At first sight, there may not seem much to connect Northern Rock, a minor bank rooted in the North-east of England, with Mattel, the world’s largest toy manufacturer, based in California.
In fact the similarity is striking. Both are examples of brands that have put profit ahead of public trust in their order of priorities. In other circumstances, neither might have been found out, and shareholders and analysts would have continued to applaud their neat gearing and attitude to risk. But that’s the trouble with chancers: they do tend to get found out, eventually. That said, it has to be admitted the consequences for the Northern Rock brand are terminal, whereas for Mattel’s they are merely severe.
Northern Rock’s disastrous arbitrage strategy in the wholesale money market barely requires further comment. Mattel’s folly – its monomaniacal infatuation with a low-cost manufacturing base in China, which produces two-thirds of its toys – demands a little more insight, and perhaps a degree more sympathy.
For a start, the humiliating apology made to “the Chinese people” over a whole slew of product recalls should not be taken at face value. All right, the little magnets that children might swallow by accident were a Mattel design fault, for which China did not deserve the blame. The lead-painted toys are another matter – a result of poor manufacturing supervision inherent in the Chinese production system, over which Mattel can have had little control. The ultimate apportionment of blame, in short, has everything to do with China’s emergence as the world’s key industrial power; and, more specifically, the projection of “brand China” in next year’s Beijing Olympics. Mattel’s abject compromise under pressure must take its place beside Disney’s, Google’s and Rupert Murdoch’s.
All the same, how did Mattel get into this predicament in the first place? It has certainly not been alone in reasoning that the only way to stay “competitive” in increasingly cut-throat global markets is to outsource manufacturing to China (which boasts an industrial infrastructure and scale not matched by other emerging countries).
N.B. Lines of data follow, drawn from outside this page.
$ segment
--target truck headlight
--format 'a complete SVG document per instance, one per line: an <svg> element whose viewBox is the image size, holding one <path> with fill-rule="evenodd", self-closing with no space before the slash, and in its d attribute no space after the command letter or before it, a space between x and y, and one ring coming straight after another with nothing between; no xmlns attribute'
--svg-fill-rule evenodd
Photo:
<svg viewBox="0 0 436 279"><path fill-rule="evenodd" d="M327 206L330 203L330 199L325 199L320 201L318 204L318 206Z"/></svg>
Nor is it alone in having to deal with the product recalls that seem part and parcel of doing business there. Only last week, for example, Simplicity, a US-based manufacturer, recalled 1 million Chinese-made cots.
Where it does seem to have excelled, thanks to incompetent crisis management, is in making itself a lightning conductor for all these woes. Inasmuch as there is a consumer backlash against “Made in China” – especially as it relates to toy purchases – the brunt is likely to be borne by Mattel.
With hindsight, it is easy to say that Mattel should have spread its manufacturing commitments more widely, even though the operating margins might not have been so attractive. Certainly Denmark’s Lego and Germany’s Playmobil – which, contrary to the general trend, have retained most of their European plant – now look likely to cash in on a “Not Made in China” dividend.
But then, with hindsight, Adam Applegarth, chief executive of Northern Rock, would have known that his strategy was to produce the first run on a UK bank since 1866.